Dr. Paula Keeton of UNC Charlotte’s Counseling and Psychological Services Center says the messaging to young people should be more targeted and emotional, reminding them that these guidelines are about helping other people.
"We’re a community, and a community needs to take of itself," Keeton said. "And that means we have to be attentive to social distancing and wearing masks and stuff, then that’s what we need to do to bring this forward as an act of solidarity -- that we’re going to get through this together, but we’re going to have to be uncomfortable for a bit to get through it."
Lili Perez is wrestling with both pieces of advice, trying to balance her friends and her family. She’s a 28-year-old nanny who lives in Charlotte with her parents. Her dad has asthma. Perez said she was really careful when the outbreak started: not leaving the house, taking a month off work and wiping down their groceries.
She slowly started seeing friends again over the next few months, social distancing most of the time.

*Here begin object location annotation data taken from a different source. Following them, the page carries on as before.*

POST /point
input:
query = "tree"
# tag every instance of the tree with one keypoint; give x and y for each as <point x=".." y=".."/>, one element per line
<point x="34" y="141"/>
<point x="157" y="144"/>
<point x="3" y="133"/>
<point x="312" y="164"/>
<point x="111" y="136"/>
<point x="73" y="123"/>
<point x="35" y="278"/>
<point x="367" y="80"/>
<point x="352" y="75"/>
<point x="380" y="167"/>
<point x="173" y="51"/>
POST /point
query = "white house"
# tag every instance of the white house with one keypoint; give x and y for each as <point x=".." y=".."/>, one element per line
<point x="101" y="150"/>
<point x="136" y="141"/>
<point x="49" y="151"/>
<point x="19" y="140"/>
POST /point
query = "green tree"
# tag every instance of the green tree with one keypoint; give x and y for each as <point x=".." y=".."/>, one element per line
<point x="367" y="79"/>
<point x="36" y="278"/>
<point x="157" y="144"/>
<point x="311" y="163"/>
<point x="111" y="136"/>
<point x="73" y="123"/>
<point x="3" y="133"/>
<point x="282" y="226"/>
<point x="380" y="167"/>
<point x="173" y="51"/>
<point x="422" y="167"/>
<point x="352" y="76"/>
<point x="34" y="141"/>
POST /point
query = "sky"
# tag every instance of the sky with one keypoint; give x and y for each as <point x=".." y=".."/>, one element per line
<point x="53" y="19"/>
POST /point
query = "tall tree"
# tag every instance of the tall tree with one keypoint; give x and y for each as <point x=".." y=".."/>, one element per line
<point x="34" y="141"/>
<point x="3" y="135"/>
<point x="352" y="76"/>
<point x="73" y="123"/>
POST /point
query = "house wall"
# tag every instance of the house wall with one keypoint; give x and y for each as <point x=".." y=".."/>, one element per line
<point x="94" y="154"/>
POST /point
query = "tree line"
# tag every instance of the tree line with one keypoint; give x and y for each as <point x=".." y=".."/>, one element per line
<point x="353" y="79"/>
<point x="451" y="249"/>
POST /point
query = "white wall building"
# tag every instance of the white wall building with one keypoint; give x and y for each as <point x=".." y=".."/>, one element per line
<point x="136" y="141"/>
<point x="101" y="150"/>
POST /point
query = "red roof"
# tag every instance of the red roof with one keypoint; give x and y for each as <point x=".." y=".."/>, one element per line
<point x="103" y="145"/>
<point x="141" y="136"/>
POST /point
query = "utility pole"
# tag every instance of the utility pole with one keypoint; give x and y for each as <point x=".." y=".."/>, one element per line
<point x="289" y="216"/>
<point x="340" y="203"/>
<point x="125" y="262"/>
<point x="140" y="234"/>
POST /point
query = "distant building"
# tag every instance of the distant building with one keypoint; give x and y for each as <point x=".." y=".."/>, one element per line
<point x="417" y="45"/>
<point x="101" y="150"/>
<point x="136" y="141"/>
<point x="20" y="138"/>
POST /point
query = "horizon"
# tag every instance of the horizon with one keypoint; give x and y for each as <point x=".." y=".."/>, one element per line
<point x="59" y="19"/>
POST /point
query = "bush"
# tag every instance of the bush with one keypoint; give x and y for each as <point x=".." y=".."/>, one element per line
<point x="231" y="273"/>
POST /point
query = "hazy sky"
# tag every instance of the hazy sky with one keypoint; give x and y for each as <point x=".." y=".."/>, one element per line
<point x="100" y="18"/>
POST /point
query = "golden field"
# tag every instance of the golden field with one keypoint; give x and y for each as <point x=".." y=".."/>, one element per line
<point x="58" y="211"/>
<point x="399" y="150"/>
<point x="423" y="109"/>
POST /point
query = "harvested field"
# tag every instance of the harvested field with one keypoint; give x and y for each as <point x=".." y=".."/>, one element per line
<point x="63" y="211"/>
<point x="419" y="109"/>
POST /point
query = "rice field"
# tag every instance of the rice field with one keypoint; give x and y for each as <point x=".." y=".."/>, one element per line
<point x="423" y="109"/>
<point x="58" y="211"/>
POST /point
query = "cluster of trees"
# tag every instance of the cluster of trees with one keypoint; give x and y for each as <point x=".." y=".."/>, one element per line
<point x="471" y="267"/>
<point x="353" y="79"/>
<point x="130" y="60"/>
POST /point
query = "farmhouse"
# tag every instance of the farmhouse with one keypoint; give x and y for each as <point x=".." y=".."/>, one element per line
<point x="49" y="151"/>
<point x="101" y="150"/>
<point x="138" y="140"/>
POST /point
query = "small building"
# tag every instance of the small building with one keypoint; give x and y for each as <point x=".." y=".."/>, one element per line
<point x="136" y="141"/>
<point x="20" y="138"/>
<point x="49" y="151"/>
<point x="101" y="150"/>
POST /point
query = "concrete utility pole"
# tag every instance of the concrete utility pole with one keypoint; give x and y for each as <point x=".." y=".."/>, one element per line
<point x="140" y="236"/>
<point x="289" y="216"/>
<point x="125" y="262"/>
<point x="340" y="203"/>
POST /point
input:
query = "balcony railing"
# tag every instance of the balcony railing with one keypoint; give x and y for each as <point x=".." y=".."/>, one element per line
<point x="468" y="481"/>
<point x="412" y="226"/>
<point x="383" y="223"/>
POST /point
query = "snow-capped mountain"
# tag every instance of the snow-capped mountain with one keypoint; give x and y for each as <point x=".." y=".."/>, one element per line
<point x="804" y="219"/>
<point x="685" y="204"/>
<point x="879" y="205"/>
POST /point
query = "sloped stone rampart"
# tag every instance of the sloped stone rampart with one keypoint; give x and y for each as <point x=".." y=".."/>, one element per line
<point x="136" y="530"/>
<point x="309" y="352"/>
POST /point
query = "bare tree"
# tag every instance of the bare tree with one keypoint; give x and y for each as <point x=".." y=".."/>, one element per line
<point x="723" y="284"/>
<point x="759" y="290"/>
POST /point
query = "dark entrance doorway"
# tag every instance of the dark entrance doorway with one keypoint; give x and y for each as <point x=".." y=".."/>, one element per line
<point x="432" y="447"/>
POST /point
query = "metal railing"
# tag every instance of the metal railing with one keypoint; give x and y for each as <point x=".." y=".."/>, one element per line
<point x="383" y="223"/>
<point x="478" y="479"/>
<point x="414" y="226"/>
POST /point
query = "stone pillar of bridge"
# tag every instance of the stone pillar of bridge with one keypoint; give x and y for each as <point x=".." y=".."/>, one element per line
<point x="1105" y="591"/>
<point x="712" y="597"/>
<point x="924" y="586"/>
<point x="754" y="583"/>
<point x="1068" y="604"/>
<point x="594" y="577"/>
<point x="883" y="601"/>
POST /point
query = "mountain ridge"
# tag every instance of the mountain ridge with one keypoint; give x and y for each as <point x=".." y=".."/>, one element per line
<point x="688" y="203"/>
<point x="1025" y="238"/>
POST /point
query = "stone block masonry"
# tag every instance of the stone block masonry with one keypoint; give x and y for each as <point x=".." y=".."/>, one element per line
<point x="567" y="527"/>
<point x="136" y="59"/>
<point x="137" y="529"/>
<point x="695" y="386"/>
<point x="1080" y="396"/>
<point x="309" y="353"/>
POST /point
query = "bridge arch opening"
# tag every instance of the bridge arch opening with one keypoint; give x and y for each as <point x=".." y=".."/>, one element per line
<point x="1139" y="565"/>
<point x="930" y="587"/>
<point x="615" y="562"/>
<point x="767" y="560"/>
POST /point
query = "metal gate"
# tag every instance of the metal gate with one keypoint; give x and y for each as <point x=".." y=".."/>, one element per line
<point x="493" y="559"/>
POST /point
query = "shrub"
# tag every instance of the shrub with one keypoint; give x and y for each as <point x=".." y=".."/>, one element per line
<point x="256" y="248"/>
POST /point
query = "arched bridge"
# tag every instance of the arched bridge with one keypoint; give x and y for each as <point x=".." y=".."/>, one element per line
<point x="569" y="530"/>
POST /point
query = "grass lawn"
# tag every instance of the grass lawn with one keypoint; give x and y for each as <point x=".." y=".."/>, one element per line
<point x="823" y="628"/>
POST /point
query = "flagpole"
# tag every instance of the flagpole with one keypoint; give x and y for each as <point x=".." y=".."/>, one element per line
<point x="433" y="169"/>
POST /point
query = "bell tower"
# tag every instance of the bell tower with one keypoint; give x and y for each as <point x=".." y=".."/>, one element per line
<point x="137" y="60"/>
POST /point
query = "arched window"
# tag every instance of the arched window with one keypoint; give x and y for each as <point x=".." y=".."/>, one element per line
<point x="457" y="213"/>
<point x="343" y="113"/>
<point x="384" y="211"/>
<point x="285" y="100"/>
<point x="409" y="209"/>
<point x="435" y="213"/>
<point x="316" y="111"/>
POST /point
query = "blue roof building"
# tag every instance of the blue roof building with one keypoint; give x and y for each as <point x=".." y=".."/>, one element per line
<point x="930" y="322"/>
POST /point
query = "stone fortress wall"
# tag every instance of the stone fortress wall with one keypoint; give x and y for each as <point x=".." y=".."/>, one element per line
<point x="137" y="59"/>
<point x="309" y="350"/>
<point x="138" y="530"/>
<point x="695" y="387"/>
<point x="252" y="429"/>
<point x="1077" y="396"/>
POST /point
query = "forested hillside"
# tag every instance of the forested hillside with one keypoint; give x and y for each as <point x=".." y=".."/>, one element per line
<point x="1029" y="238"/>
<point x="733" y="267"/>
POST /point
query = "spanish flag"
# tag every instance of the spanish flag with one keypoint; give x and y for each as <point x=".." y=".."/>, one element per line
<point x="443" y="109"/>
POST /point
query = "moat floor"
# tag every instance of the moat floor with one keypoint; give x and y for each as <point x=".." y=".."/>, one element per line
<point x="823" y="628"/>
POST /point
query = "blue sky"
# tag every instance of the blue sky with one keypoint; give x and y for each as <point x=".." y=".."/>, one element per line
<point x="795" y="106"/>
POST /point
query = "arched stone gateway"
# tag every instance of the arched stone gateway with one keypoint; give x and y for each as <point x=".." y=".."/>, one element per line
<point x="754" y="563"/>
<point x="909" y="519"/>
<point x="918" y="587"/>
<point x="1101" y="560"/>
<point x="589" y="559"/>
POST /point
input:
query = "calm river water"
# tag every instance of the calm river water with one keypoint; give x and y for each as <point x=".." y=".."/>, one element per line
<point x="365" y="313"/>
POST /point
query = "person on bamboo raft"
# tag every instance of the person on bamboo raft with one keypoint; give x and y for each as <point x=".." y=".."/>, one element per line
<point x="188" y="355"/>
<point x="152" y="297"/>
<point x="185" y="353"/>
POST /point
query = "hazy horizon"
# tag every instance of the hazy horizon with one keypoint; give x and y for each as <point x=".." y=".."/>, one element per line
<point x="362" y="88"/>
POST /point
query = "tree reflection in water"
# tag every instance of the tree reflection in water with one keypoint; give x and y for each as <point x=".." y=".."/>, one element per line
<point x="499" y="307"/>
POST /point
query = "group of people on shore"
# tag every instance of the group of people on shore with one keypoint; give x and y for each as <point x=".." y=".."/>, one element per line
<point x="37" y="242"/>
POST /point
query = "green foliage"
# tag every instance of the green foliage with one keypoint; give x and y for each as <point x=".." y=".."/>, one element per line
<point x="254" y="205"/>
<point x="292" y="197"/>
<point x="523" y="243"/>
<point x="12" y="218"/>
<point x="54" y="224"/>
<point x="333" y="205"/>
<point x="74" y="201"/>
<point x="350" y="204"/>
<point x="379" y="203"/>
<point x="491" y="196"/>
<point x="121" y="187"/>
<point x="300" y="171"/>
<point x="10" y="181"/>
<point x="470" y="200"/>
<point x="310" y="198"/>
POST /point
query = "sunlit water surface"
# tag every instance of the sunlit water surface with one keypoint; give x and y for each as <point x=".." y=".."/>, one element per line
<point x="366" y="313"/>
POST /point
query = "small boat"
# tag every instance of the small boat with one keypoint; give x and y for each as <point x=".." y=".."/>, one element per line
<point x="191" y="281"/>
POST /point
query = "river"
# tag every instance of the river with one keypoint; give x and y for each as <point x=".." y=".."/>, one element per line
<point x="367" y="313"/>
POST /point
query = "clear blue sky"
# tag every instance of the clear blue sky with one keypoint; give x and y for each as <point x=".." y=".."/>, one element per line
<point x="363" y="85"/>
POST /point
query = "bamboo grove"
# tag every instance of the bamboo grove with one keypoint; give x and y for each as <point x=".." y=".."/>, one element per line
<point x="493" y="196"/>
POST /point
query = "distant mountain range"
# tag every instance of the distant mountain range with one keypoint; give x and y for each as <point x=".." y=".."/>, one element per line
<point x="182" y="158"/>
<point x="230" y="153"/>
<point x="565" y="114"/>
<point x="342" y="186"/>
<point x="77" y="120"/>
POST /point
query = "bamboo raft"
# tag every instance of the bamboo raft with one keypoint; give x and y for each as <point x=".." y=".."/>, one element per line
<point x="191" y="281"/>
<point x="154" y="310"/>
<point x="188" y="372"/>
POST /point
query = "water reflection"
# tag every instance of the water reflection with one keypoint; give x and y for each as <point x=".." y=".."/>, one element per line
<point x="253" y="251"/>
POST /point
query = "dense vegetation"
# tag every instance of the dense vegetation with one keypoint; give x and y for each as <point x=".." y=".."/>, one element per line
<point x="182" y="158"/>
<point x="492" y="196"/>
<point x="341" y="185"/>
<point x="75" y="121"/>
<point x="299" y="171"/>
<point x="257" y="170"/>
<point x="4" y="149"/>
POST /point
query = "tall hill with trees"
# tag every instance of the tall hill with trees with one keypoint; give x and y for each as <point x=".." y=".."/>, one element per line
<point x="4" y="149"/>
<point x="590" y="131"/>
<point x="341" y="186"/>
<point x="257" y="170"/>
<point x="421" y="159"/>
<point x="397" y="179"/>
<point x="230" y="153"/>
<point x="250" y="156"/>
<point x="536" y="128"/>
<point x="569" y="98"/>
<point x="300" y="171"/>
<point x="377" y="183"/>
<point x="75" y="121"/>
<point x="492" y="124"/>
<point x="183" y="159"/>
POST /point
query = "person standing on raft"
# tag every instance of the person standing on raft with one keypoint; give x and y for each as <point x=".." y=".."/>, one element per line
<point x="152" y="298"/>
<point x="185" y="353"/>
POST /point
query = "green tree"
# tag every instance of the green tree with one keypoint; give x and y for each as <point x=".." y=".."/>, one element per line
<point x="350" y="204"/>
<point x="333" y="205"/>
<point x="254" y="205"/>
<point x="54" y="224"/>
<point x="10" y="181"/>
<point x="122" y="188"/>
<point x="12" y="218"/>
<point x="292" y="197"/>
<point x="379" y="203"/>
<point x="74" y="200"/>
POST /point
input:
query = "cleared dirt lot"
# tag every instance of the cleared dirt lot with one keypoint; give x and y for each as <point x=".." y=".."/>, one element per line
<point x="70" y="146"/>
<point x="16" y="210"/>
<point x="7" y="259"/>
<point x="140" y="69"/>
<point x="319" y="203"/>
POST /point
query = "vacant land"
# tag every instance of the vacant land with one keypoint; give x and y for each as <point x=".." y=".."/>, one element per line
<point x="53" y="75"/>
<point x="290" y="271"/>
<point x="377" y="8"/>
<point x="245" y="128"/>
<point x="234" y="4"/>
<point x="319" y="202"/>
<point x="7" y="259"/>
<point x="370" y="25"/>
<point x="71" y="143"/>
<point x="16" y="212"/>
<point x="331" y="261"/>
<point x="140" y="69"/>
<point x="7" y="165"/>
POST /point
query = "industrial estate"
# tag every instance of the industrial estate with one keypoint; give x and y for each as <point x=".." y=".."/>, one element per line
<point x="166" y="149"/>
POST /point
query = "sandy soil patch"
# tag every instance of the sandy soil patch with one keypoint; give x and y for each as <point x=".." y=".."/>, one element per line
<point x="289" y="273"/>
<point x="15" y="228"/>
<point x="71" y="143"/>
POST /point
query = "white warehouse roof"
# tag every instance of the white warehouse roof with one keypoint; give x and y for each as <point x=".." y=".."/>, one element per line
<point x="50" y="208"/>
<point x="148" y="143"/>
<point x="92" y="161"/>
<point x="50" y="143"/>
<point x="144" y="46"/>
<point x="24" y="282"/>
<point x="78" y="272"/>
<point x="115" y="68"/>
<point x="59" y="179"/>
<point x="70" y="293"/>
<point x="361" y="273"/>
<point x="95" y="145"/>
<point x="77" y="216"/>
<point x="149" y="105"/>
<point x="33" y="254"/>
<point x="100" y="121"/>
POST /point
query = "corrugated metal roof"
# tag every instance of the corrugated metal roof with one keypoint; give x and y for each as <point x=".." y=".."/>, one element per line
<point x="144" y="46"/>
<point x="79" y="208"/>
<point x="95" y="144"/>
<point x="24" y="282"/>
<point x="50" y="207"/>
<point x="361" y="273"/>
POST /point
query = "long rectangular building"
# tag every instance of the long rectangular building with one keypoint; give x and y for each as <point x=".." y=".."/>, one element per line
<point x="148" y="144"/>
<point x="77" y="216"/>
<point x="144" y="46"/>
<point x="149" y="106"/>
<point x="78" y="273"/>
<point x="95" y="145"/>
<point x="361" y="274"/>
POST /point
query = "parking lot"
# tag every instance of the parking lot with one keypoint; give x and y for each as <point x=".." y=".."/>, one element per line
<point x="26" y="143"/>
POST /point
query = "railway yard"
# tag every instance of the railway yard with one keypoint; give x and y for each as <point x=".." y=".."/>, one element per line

Some of her friends went out a lot more often. In mid-June, she hung out at a friend’s apartment with a few others, socially distanced but without masks. After that, she learned those friends had spent time with someone who tested positive for the coronavirus. She called it a wake-up call.
"I was just feeling like a general idiot, for lack of a better word, because I have been so careful," Perez said. "And it felt kinda like the one time I did something I wasn’t supposed to do, even though I guess what we were doing was technically allowed, I just felt really guilty, and I was just like really afraid that I had potentially contracted something and I was gonna give it to my parents."
She hasn’t had any coronavirus symptoms, but she’s still navigating whether she can hang out with her friends and still protect her family. For the July 4 weekend, Perez was invited to a friend’s pool party. She knew she didn’t want to go but said others in her friend group said they would. It’s a reminder the social problems the pandemic brings aren’t going to end any time soon. And in the meantime, more situations like this will come up.
Perez doesn’t feel comfortable confronting her friends about which activities are safe and which aren’t.
"I think these occasions are going to come up more and more, where they’re all getting together and I’m not there," Perez said. "And it definitely is a thought that crosses my mind, where I’m like, 'Oh I hope this pandemic doesn’t end up costing me my friends.'"
Perez feared she might not be as close with her friends when the pandemic is over. Keeton says socializing is particularly important for young people because it helps them establish their identity.
"It’s a huge part of college-aged students’ identity development, to be in connection with others," Keeton said. "And the more it feels disconnected, I think the more desperate or unhappy, or even depressed some folks might get."
That feeling is exactly what Perez was struggling with. For her, socializing in person now meant figuring out what she can do while keeping safe. That’s more difficult when not everyone in her friend group agrees about what’s safe. Her friends are adults, she said, and they’ll make their own choices about what they’re willing to risk.